I wasn’t always easy going with my experience with POTS and some days, I am very done with living with an incurable chronic illness. Thank goodness cookies and Sarah J Maas exist. Any form of dysautonomia can be debilitating, and while I don’t usually refer to myself as “sick” anymore, I am disabled. Although I’ve had low blood pressure my whole life, my journey with POTS didn’t really begin until after college. In 2017, I had several mild to moderate viral illnesses and finally, my body seemed to say that’s it, and I began experiencing severe POTS symptoms. Who knew a heart could accelerate from 70 to 180+ BPM in less than 30 seconds just by standing up!
So why talk about POTS? October is dysautonomia awareness month, which focuses on advocacy for research and awareness. I am a huge advocate for dysautonomia education and research advances. An estimated 1-3 million people have POTS in the U.S. alone — that’s more than the number of people living with Celiac disease. It’s important to note that the vast majority of people who are diagnosed with dysautonomia are young women, a population that often struggles with finding the correct diagnosis and treatment for other “invisible” illnesses. Dysautonomia is most often misdiagnosed as anxiety and many physicians are unaware of dysautonomia. Both of these factors heavily influence the average 6-year diagnosis time for someone struggling with symptoms.
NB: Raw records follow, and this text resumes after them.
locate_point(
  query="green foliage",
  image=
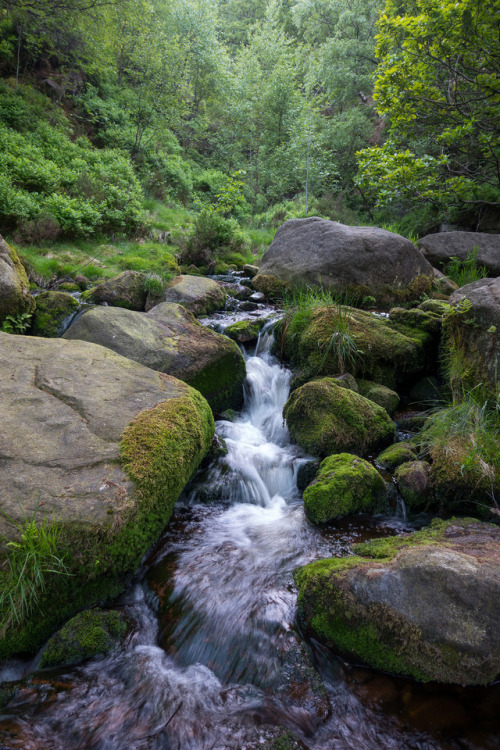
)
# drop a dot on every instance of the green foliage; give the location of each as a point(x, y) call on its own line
point(29, 561)
point(466, 271)
point(17, 323)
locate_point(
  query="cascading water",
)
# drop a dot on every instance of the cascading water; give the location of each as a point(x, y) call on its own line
point(208, 662)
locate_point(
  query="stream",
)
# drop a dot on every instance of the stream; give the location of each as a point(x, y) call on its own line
point(214, 660)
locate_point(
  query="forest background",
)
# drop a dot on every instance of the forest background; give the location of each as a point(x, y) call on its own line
point(216, 120)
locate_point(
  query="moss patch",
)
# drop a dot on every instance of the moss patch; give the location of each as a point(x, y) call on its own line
point(89, 634)
point(345, 484)
point(325, 418)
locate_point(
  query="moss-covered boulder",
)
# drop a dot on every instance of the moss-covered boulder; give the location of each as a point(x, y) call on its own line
point(425, 605)
point(244, 331)
point(395, 455)
point(170, 339)
point(88, 634)
point(53, 309)
point(413, 482)
point(100, 446)
point(379, 394)
point(199, 295)
point(324, 418)
point(345, 484)
point(312, 341)
point(15, 298)
point(125, 290)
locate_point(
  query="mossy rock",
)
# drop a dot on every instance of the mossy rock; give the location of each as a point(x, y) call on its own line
point(395, 455)
point(88, 634)
point(379, 394)
point(413, 482)
point(245, 331)
point(125, 290)
point(52, 311)
point(385, 355)
point(425, 605)
point(345, 484)
point(324, 418)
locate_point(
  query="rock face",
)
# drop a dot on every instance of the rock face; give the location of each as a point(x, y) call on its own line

This year, dysautonomia awareness month is different. In the past, whenever I would go to a new health care provider or the ER, doctors wouldn’t believe I actually was diagnosed with POTS at first. They would root through my records, seeking confirmation from my cardiologist, luckily one of the few leaders in POTS treatment. Looking at charts isn’t so simple because POTS doesn’t even have a medical code (ICD-10), a situation Dysautonomia International is advocating to be remedied shortly, so they’d have to read through years of notes.
Talking about POTS has changed dramatically with the COVID-19 pandemic. While there are many potential “causes” of POTS, a lot of people have post-infectious POTS like me. Viral illnesses can cause changes in the body that impact the nervous system, resulting in fatigue, high heart rates, chest pain, low blood pressure, feeling out of breath, etc. Sound familiar? You guessed it — COVID-19 long-haul syndrome.
Because of advocacy efforts from the dysautonomia community at-large, people struggling with COVID-19 long-haul syndrome have more resources available to them and hopefully have a shorter time to diagnosis than before. Although I would never wish any form of dysautonomia on someone, the increased cases of COVID-19 long-haul syndrome give me hope for advancements in medicine for dysautonomic conditions. One of the hardest aspects of treating POTS and other forms of dysautonomia is identifying the root cause of the syndrome. Research on COVID-19 long-haulers have already shown incredible potential advancements in our understanding of these conditions.
If you’ve been suspecting COVID-19 long-haul syndrome, know that you’re not alone. I know that feeling like your body is out of control can be incredibly scary but know that it can get better. The Mighty has a community dedicated to COVID-19 long-haulers, so that you can get the support you need from people who get it. For anyone seeking more information about what it’s like to live with POTS, you can check out my personal blog, Chronically Salty.
And if you don’t have any COVID-19 long-haul symptoms or dysautonomia, the best thing you can do is get the coronavirus vaccine to help protect yourself and your community, as well as help advocate for dysautonomia awareness month. There are a lot of people struggling with these invisible symptoms and just acknowledging their journey can make an incredible difference.